En 2008, el Programa de Naciones Unidas para el Desarrollo (PNUD) publicó un informe sobre Panamá, en el que analizaba los graves problemas institucionales del país y la consecuencia que ello tenía en la pobreza, la desigualdad y la exclusión social.
Desde entonces, mucha agua ha pasado bajo el puente, incluyendo gobernantes avestruces, mafiosos y decepcionantes. Y lo hemos pagado muy caro: hoy somos el sexto país más desigual del mundo.
El inicio de un nuevo gobierno ha coincidido con la publicación de otro informe del PNUD, también sobre el tema institucional, que concluye lo lógico: Panamá requiere con urgencia modernizar sus instituciones para avanzar en el combate a la desigualdad y la exclusión. Y esta modernización pasa por un servicio civil profesional y despolitizado, así como por una administración de justicia independiente, accesible y eficaz.
Lo cierto es que la institucionalidad panameña, salvo honrosas y destacadas excepciones, se ha convertido en un obstáculo para el desarrollo humano sostenible que tanto requerimos. Se trata de una institucionalidad que propicia la corrupción y la impunidad, la falta de transparencia y el rendimiento de cuentas.
El tema es tan evidente que ya no engañamos a nadie, aunque lo sigamos intentando. Las malas calificaciones de Panamá en todos los índices internacionales habidos y por haber, dan fe de lo que hablo. Veamos.
Sacamos mala nota en los indicadores de gobernanza del Banco Mundial (control de corrupción, efectividad del gobierno, calidad de la regulación, Estado de derecho y rendición de cuentas). Sacamos una nota mediocre en el Índice de Percepción de Corrupción de Transparencia Internacional. Obtenemos un vergonzoso puesto 64 de 126 países en el Índice de Estado de Derecho 2019 del World Justice Project. Y son solo unos pocos ejemplos.
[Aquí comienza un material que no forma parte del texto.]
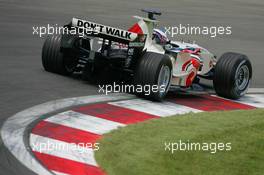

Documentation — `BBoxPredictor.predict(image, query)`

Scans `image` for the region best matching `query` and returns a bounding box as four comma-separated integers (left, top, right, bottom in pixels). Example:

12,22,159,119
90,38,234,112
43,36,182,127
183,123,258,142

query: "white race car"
42,10,252,101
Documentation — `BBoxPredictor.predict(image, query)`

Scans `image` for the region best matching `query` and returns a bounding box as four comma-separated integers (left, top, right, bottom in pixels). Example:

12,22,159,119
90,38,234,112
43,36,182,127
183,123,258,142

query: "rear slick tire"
213,52,252,99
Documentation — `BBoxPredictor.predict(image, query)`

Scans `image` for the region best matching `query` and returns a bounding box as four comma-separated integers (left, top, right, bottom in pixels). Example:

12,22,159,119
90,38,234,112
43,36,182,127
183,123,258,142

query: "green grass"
95,109,264,175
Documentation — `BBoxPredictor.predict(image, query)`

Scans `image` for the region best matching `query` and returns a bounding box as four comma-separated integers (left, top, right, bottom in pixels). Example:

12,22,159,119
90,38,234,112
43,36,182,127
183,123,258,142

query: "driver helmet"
153,29,169,45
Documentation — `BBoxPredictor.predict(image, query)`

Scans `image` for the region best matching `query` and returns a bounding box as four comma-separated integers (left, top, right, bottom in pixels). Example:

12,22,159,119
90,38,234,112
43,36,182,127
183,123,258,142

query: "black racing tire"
134,52,172,101
213,52,252,99
42,35,77,75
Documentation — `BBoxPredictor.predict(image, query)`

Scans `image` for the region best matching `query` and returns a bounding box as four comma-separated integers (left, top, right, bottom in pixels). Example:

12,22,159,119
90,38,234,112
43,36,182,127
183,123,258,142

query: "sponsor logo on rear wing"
72,18,138,42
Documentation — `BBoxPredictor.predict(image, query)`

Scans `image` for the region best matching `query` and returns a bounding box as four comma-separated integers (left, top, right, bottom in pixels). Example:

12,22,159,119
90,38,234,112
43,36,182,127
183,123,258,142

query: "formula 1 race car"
42,10,252,101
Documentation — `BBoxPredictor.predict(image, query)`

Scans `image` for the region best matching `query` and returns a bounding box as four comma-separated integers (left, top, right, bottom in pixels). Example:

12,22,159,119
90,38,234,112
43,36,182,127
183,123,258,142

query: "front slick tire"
42,35,77,75
213,52,252,99
134,52,172,101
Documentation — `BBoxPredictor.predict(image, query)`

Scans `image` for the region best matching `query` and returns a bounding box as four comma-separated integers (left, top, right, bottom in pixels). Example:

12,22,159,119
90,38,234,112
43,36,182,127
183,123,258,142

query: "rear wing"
68,18,146,45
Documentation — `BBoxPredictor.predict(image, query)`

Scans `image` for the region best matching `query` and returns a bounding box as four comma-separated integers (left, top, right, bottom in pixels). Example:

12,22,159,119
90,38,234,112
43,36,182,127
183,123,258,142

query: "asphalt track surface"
0,0,264,174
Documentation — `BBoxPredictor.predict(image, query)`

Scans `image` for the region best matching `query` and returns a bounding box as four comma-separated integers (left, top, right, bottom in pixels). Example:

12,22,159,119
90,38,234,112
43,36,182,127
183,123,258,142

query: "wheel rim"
236,65,250,91
158,65,171,96
65,58,77,72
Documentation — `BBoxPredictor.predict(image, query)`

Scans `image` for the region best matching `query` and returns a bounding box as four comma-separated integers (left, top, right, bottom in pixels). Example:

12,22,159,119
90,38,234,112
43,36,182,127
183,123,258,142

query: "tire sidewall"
231,56,252,98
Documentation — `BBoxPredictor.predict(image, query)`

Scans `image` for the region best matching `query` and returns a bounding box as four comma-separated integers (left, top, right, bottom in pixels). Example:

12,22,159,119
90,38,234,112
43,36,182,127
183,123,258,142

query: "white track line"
30,134,97,166
108,99,201,117
45,111,125,135
1,94,134,175
236,94,264,108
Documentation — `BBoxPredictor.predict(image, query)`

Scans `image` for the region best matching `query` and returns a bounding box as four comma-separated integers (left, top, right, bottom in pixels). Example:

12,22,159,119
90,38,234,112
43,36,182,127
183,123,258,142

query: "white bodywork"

En educación, una herramienta fundamental para enfrentar la desigualdad, la situación es dramática. Las pruebas internacionales que miden la situación de los países en materia educativa, como el Programa Internacional para la Evaluación de Estudiantes (PISA), en la que Panamá participó por última vez en 2009, dejó en evidencia la gravedad de la situación, ya que Panamá obtuvo una puntuación inferior a los países de América Latina en tres categorías: lectura, matemáticas y ciencias. Este resultado se confirmó en el Tercer Estudio Regional Comparativo y Explicativo (Terce 2014), en el que Panamá obtuvo resultados por debajo del promedio.
Sobre la crítica situación en que nos encontramos, el Banco Interamericano de Desarrollo (BID) sacó recientemente la bandera que alerta del peligro, al señalar que Panamá requiere hacer cambios profundos, entre ellos en la calidad institucional, para poder consolidar el crecimiento económico y convertirlo en verdadero desarrollo para todos. De no hacerlo, la ruta será inevitablemente en reversa.
Pero no solo se trata de reformar y modernizar la administración pública o institucionalidad formal. La tarea es mucho más compleja porque también y tal vez principalmente, requerimos cambiar la institucionalidad informal. Esa que alude a los acuerdos sociales, las prácticas comúnmente aceptadas y convertidas en hábitos que forman parte del contrato social.
Se trata, por ejemplo, de los conflictos de intereses que aceptamos como normales y usamos para lucro personal; del desprecio al espacio público en beneficio privado, el famoso “juega vivo” visto como cualidad, o el clientelismo a ultranza que ha convertido a los diputados en proveedores de servicios, incluyendo la exigencia de puestos de trabajos para su base política, mediante oscuras negociaciones con el Ejecutivo.
Cambiar la institucionalidad formal y cultural es el gran reto que tenemos todos, pero especialmente quienes inician su singladura como gobierno el próximo 1 de julio. No hay tiempo que perder.
La autora es periodista, abogada y directiva de la Fundación Libertad Ciudadana.